Basilio Baltasar
Ciertas obras literarias pasan de una a otra generación sin que en sus manos se agote el sentido ni el sesgo con que su autor supo escribirlas. Nunca insistiremos lo bastante en la conveniencia de leer a los clásicos y siempre lamentaremos que sea necesario hacerlo con tanta insistencia. Su estilo nos regocija. Su dicción, nos consuela. La elegancia de sus formas, nos asombra. Su inteligencia nos sume en el estupor.
La enseñanza del sonriente Demócrito y la gracia del jardinero Epicuro que Lucrecio evocó en su Rerum Natura ilustran el origen remoto de esa extraña ciencia sin científicos que nació en la vieja Grecia. Fidelísimos copistas monacales y audaces pioneros supieron entender a lo largo de los siglos la descomunal visión que les conduciría desde la intuición poética hasta las desconcertantes certezas de nuestra época.

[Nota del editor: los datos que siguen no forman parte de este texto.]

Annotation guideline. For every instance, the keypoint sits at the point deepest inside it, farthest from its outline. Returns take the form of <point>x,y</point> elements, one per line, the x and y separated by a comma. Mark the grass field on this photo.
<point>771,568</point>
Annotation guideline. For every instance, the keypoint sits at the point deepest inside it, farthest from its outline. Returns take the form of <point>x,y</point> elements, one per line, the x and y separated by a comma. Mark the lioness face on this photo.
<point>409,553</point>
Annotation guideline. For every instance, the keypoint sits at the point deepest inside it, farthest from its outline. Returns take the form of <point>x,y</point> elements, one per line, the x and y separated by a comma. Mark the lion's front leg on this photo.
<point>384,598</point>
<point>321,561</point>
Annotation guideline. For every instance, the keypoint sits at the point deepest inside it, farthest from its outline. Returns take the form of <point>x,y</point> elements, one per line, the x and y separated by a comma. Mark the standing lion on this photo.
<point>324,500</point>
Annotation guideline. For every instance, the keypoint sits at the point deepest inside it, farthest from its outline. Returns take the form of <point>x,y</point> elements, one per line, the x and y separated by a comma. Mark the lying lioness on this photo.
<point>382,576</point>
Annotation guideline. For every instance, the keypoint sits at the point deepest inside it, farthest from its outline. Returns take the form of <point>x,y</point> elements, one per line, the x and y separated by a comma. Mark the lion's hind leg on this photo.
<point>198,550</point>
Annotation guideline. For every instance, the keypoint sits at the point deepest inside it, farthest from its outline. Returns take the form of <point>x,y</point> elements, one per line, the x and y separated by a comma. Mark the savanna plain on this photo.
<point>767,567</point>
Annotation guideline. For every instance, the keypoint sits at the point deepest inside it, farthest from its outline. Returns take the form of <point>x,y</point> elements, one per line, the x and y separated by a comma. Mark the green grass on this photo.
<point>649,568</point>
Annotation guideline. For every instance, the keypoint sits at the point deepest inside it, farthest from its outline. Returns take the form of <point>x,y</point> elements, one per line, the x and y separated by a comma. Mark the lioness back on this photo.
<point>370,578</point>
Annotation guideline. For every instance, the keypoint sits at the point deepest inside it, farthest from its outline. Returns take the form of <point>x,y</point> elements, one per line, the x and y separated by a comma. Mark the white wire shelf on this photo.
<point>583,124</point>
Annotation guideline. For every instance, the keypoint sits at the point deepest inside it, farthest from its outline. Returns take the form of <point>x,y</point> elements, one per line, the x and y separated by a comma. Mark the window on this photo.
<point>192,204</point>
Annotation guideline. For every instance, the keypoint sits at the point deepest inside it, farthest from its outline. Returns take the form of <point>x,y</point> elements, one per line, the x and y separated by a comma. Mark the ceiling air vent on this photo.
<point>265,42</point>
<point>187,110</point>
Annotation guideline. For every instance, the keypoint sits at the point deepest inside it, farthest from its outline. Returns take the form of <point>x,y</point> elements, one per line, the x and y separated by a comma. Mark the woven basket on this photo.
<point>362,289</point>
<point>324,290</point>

En Lucrecio aún pueden leerse algunos hallazgos que, sin embargo, permanecerán recluidos todavía durante un tiempo en los anales de la poesía. Recuerda Lucrecio en el preámbulo de su libro cuarto que su amarga doctrina no gusta a todo el mundo. Luego procede a exponer su teoría de los simulacros y describe el modo en que las películas desprendidas de la corteza exterior de las cosas, vuelan de aquí para allá. Dice que las cosas emiten efigies de sí mismas y que despiden emanaciones. Lucrecio analiza la mecánica de los sentidos, la información que proporcionan a la mente, y subraya la sutil sustancia de los simulacros. Considera que sobre las cosas aletea una impalpable imagen y reflexiona sobre ese lugar en donde nuestros ojos empiezan a no poder percibir. Concluye advirtiendo que una multitud de simulacros vagan de muchas maneras, incapaces de excitar los sentidos del hombre.